> -----Original Message-----
> From: [EMAIL PROTECTED] [mailto:[EMAIL PROTECTED]]On
> Behalf Of Adrian Hon

[snip]

> > > It's also important not to ignore the role of modulating synaptic
> > > strengths
> > > as well as the formation and dying off of connections; it's
> > > thought that the
> > > strength of synapses is largely responsible for encoding information.
> >
> > Encoding information is not the same concept as a data structure.
> Encoding
> > is what represents what; the structure is how the encoded data is
> organized.
>
> Who said that the information has to be structed in a physical way?

We must be talking past each other -- that seems like a non sequitur to
me...?

> I don't think I see what your point is either. I think it's
> possible for us
> to create an AI that will be able to learn language; this does not
> necessarily require us to fully understand language.

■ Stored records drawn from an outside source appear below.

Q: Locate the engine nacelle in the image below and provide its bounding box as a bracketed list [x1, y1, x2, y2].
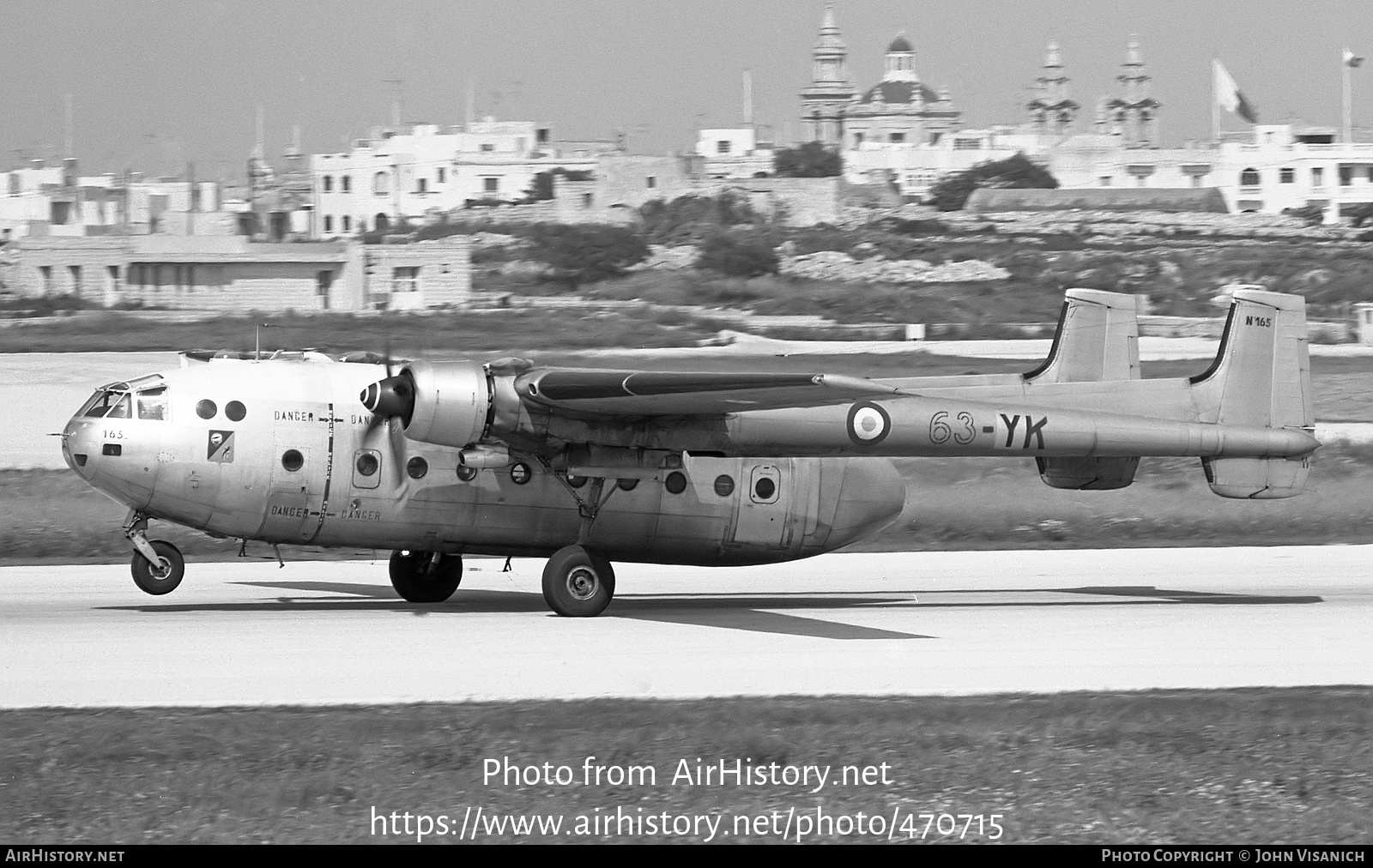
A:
[400, 361, 492, 449]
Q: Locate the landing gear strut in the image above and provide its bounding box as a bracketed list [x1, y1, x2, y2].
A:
[544, 546, 615, 618]
[124, 512, 185, 596]
[390, 550, 463, 603]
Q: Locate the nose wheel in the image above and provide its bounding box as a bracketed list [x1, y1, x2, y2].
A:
[390, 550, 463, 603]
[544, 546, 615, 618]
[129, 539, 185, 596]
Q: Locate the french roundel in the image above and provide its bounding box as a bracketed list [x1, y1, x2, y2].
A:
[849, 401, 891, 446]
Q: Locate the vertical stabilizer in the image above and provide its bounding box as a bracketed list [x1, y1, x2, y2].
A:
[1192, 288, 1316, 498]
[1025, 290, 1140, 491]
[1025, 290, 1140, 383]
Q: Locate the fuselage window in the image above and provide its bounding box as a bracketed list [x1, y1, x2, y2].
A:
[139, 386, 167, 422]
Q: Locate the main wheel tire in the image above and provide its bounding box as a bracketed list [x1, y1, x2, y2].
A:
[390, 550, 463, 603]
[544, 546, 615, 618]
[129, 539, 185, 596]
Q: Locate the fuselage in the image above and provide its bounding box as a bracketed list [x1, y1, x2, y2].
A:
[64, 353, 904, 564]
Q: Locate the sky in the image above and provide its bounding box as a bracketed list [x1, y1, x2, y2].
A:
[0, 0, 1373, 180]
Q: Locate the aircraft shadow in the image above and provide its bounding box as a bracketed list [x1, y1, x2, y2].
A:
[100, 581, 1323, 640]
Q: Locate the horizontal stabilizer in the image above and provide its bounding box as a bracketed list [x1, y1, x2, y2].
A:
[1201, 457, 1311, 500]
[1035, 457, 1140, 491]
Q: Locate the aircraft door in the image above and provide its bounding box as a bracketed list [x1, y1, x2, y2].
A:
[735, 460, 792, 548]
[259, 411, 334, 543]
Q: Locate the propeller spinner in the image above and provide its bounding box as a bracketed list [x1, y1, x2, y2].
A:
[359, 371, 414, 425]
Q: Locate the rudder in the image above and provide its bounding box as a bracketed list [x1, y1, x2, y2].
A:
[1190, 288, 1316, 498]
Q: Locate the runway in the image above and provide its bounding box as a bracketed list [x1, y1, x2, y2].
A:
[0, 546, 1373, 708]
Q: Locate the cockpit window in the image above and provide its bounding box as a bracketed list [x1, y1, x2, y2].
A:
[77, 389, 129, 419]
[137, 386, 167, 422]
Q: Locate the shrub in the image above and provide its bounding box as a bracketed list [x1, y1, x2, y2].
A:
[638, 190, 764, 246]
[527, 222, 648, 287]
[929, 154, 1059, 212]
[773, 142, 843, 178]
[696, 232, 780, 277]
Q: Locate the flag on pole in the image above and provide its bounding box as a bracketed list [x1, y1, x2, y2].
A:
[1211, 60, 1259, 124]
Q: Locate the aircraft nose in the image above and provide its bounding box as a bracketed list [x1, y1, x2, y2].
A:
[828, 459, 906, 546]
[62, 416, 100, 479]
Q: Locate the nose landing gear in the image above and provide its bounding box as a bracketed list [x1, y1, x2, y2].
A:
[124, 512, 185, 596]
[390, 550, 463, 603]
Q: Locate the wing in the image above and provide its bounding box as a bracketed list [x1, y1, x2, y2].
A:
[515, 368, 911, 418]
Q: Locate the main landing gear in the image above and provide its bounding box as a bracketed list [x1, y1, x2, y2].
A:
[390, 548, 463, 603]
[544, 546, 615, 618]
[124, 512, 185, 596]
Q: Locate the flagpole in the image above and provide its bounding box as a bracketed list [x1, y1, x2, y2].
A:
[1211, 57, 1220, 146]
[1340, 48, 1354, 143]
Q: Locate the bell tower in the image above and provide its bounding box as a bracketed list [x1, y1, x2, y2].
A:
[1027, 43, 1080, 136]
[801, 3, 856, 146]
[1107, 36, 1162, 148]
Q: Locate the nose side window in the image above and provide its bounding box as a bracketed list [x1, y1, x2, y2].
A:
[139, 388, 167, 422]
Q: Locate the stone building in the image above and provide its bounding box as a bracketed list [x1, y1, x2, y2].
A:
[0, 235, 472, 313]
[309, 118, 618, 239]
[801, 4, 963, 150]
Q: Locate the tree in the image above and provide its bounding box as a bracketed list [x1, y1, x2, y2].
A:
[696, 232, 780, 277]
[929, 154, 1059, 212]
[773, 142, 843, 178]
[530, 222, 648, 288]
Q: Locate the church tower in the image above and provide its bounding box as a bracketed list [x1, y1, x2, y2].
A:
[1107, 36, 1162, 148]
[1027, 43, 1080, 136]
[801, 3, 856, 147]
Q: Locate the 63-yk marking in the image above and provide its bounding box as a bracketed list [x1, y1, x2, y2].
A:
[995, 413, 1049, 449]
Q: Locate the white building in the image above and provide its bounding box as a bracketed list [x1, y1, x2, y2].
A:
[309, 118, 615, 239]
[696, 126, 776, 178]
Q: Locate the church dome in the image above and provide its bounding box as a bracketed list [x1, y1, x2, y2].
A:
[860, 81, 939, 103]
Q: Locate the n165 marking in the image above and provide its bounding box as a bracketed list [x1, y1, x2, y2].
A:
[929, 409, 977, 446]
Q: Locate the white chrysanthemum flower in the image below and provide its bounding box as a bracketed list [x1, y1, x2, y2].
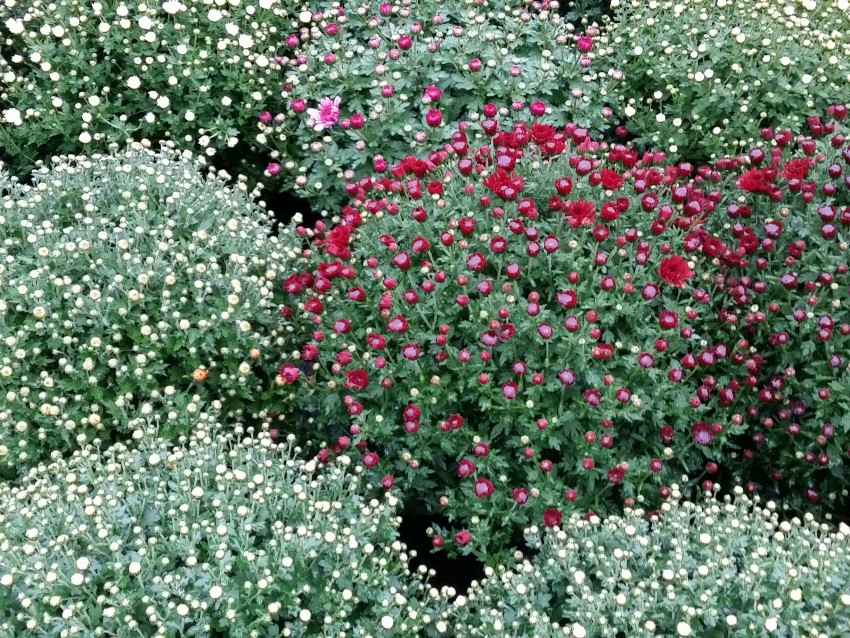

I might be able to
> understand the structures in the brain, and how synaptic strengths are
> regulated, and see how on a basic level information might be
> processed, and
> I might be able to reproduced this on a computer, and it might work - but
> none of this requires an understanding of the higher cognitive
> functions of
> the brain.

If we don't understand how the brain does it, then what is the basis for
imagining that we can build something else that will?  I can see what you're
saying, I think -- if we create a computer model of the brain as we
understand it, perhaps it will be able to learn language.  But where's the
evidence to suggest that's the case?  Is there some reason to think that
that's all there is to intelligence and language?  I guess I just see any
strong reasons to believe that we know enough to make something like that
work.

There certainly are example of things that work and we don't know why, but
they are hardly ever invented, they are usually discovered by serendipity.